I had written for the Italian film monthly Best Movie about Emerald Fennell’s two previous efforts as writer-director: Promising Young Woman with Carey Mulligan in May 2021 and Saltburn in December 2023.
Click here to read English translation of Emerald Fennell on Saltburn.
I enjoyed this young British woman’s take-no-prisoners approach to filmmaking, so I was looking forward to her movie version of Wuthering Heights from the 1847 novel by Emily Brontë, and I was not disappointed.
Margot Robbie, who produced Fennell’s first two movies and this one, plays Cathy. Jacob Elordi, who starred in Saltburn, is Heathcliff. Alison Oliver, who played Venetia, Felix sister in Saltburn, is Isabella. Hong Chau is Nelly. Owen Cooper of Adolescence is young Heathcliff.
I had seen them before, but I rewatched on streaming the 1939 Wuthering Heights directed by William Wyler (shot in Black and White by cinematographer Gregg Toland) starring Laurence Olivier and Merle Oberon, with David Niven as Edgar and Geraldine Fitzgerald as Isabelle, his sister.

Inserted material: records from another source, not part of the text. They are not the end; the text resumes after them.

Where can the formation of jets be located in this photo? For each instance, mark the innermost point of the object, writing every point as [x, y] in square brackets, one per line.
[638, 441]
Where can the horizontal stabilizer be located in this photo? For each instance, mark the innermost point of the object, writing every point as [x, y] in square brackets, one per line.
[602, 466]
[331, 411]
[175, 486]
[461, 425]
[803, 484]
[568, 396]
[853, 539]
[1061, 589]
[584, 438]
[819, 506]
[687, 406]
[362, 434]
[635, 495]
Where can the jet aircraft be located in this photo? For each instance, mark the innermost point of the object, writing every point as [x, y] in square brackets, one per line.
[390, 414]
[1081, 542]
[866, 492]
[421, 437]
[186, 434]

And the 1992 version Emily Brontë’s Wuthering Heights by Peter Kosminsky with Ralph Fiennes and Juliette Binoche. I wondered who the young woman in a cloak narrating the story was and realized it was Emily Brontë played by Sinead O’Connor. While in the novel the narrator is Nelly, played here by Janet McTeer.

I saw recently so did not rewatch Emily (2022), where Emma Mackey, star of Ella McCay (2025) by James L. Brooks, plays the novelist and poet, the middle Brontë sister.
I did not read the novel, that is in one of my many bookshelves, but I put it on my nightstand with the pile of books to read.
I also have Jane Eyre, the 1847 novel by Charlotte Brontë, the older sister, and the DVD of the 2011 movie Jane Eyre by Cary Joji Fukunaga with Mia Wasikowska and Michael Fassbender.
I researched the life and works of these three sisters, including youngest sister Anne Brontë, who wrote two novels: Agnes Grey and The Tenant of Wildfell Hall.
Charlotte wrote three more: Shirley, Villette. a reworking of her first novel The Professor.
Some years ago I had seen Devotion (1946) with Olivia De Havilland as Charlotte Brontë and Ida Lupino as Emily, but don’t quite remember it. I might rewatch it.
The Brontë family was unusual for the 1800s in that the five daughters, and not just the one son Bronwell, were sent to boarding school or educated at home.
Their novels are hiding a feminist subtext, as explored in the 1979 book The Madwoman in the Attic: The Woman Writer and the Nineteenth-Century Literary Imagination, about the works of Victorian writers: Charlotte and Emily Brontë, Jane Austen, Mary Shelley, George Eliot, Elizabeth Barrett Browning, Christina Rossetti and Emily Dickinson.
You may watch the trailer if you don’t mind spoilers, however I suggest you experience this new Wuthering Heights version, bursting with colors, extravagant costumes and sets, not to mention passionate sex scenes (not included in the novel or previous versions), in the darkness of a movie theatre by immersing yourself inside a huge screen in the company of others.